Purpose: The primary pathology in most inherited retinal diseases (IRDs) is located within photoreceptors. Standard automatic perimetry (SAP) can measure photoreceptor disease severity but cannot distinguish between rods, long/middle-wavelength (L/M)-sensitive, and short-wavelength (S)-sensitive cones. Herein we developed a protocol that can provide photoreceptor-specific sensitivities.
Methods: A commercial (unmodified) perimeter was used to develop a clinical protocol that includes five profiles along the vertical meridian, utilizing different chromatic stimuli presented in the dark-adapted state or on adapting backgrounds. Data were recorded by the Perimetry for IRD (PERIRD) consortium in control participants and patients with IRDs.
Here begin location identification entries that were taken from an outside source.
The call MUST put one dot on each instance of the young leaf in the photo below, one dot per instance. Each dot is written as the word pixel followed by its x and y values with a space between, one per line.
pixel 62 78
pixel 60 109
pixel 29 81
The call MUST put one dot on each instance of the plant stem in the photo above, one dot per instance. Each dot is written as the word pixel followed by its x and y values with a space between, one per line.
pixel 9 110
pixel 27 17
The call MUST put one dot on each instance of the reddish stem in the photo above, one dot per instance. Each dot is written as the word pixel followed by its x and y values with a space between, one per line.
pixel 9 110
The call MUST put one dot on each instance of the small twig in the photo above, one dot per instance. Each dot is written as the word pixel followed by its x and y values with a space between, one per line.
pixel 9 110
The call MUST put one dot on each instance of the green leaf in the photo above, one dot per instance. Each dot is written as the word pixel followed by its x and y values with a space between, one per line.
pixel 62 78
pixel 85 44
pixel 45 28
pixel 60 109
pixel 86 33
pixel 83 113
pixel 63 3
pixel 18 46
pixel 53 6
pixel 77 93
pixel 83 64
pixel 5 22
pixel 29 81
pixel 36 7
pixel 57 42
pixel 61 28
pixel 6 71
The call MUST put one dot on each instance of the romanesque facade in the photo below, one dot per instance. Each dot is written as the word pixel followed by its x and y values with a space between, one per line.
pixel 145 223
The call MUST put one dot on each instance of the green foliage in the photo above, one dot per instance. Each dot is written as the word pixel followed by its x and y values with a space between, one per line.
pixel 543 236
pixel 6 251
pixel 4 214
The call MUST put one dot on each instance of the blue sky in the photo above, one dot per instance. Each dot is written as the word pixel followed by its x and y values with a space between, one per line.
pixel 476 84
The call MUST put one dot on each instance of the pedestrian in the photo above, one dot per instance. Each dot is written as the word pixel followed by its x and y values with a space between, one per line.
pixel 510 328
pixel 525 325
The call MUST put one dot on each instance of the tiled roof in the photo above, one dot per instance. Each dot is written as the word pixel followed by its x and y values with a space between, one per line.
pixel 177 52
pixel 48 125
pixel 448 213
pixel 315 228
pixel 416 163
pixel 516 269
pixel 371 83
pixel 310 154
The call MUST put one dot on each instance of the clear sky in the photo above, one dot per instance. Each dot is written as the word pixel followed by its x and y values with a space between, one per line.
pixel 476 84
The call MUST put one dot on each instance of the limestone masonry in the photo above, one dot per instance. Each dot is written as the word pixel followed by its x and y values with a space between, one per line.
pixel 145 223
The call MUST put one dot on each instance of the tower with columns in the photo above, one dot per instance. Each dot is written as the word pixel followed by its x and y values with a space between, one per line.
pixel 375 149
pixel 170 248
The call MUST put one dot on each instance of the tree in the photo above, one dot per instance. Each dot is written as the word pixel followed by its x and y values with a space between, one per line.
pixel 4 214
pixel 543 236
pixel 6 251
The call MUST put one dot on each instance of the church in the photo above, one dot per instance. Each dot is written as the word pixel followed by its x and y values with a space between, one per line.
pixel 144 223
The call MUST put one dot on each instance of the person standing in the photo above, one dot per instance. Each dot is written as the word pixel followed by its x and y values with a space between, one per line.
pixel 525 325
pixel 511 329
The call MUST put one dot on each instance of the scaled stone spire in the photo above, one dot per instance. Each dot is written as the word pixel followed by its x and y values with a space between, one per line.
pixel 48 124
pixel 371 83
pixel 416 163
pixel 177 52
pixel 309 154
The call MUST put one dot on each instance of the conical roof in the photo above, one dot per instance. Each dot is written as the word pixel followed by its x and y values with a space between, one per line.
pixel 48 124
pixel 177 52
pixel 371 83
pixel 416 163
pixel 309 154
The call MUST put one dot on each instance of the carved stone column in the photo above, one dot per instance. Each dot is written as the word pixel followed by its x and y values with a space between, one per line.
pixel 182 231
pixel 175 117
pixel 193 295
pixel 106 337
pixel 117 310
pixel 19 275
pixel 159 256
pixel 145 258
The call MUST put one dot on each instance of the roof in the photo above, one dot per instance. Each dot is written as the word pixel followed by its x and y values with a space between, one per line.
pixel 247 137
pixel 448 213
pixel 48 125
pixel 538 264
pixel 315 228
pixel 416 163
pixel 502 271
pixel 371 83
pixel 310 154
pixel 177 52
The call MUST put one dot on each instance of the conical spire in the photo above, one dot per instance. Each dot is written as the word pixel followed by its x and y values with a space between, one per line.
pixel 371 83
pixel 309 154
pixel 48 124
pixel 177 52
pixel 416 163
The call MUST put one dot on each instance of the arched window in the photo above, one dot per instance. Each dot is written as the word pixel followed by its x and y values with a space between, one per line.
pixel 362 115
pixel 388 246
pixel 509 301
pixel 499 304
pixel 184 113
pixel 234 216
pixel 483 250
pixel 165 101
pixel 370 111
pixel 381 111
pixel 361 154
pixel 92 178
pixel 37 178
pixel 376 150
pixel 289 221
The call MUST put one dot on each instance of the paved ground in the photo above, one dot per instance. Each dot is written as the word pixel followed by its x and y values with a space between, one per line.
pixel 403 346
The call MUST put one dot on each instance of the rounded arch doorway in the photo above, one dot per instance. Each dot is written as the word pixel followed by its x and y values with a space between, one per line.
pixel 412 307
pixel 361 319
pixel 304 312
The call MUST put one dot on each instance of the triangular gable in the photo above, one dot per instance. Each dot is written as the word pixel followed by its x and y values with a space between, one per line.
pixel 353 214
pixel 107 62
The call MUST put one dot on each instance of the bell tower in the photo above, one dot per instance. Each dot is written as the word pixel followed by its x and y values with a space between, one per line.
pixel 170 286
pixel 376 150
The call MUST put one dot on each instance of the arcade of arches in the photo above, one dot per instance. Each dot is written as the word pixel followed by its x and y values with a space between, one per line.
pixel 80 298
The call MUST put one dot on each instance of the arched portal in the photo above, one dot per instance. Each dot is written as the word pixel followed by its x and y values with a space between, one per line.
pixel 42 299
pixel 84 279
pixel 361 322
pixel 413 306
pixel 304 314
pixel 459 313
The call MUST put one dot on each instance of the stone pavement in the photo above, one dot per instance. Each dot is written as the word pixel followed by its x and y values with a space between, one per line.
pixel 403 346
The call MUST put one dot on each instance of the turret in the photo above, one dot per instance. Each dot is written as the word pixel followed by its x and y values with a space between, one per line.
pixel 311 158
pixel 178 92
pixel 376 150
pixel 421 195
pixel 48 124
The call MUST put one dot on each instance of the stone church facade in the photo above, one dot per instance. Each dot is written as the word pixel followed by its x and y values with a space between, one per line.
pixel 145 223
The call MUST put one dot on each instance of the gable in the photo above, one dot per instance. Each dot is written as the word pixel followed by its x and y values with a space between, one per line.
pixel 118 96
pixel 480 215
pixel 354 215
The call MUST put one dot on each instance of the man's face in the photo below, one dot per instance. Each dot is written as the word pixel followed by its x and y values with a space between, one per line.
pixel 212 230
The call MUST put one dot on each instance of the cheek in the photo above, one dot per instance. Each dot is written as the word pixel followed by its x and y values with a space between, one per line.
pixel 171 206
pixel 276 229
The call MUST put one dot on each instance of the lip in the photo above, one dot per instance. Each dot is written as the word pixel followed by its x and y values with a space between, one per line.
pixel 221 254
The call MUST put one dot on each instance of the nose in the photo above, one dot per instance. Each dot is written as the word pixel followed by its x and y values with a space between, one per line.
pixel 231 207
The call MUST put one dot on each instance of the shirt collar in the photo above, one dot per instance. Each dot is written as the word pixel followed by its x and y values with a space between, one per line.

Results: The protocol was developed by evaluating the relationship between chromatic thresholds and adapting backgrounds using a threshold-versus-intensity paradigm. Five conditions were selected: two-color dark-adapted, red-on-blue, and blue-on-yellow tests in addition to white-on-white SAP. Prediction intervals from control eyes were defined, and physiological ranges over which rod-, L/M-, and S-cone-specific results can be obtained were estimated. Testing in complete achromatopsia, blue-cone monochromacy, and enhanced S-cone syndrome confirmed classic patterns expected from cone diseases. Patients with incomplete achromatopsia showed partially retained L/M- or S-cone function. Patients with retinitis pigmentosa demonstrated use of photoreceptor-specific function to interpret different disease subtypes and stages. Total test time for the protocol was usually under 30 minutes.
Conclusions: Photoreceptor-specific function can be measured over a large dynamic range using a turnkey commercial perimeter and a relatively short, practical protocol that may be introduced into the clinic, translational work, and clinical trials.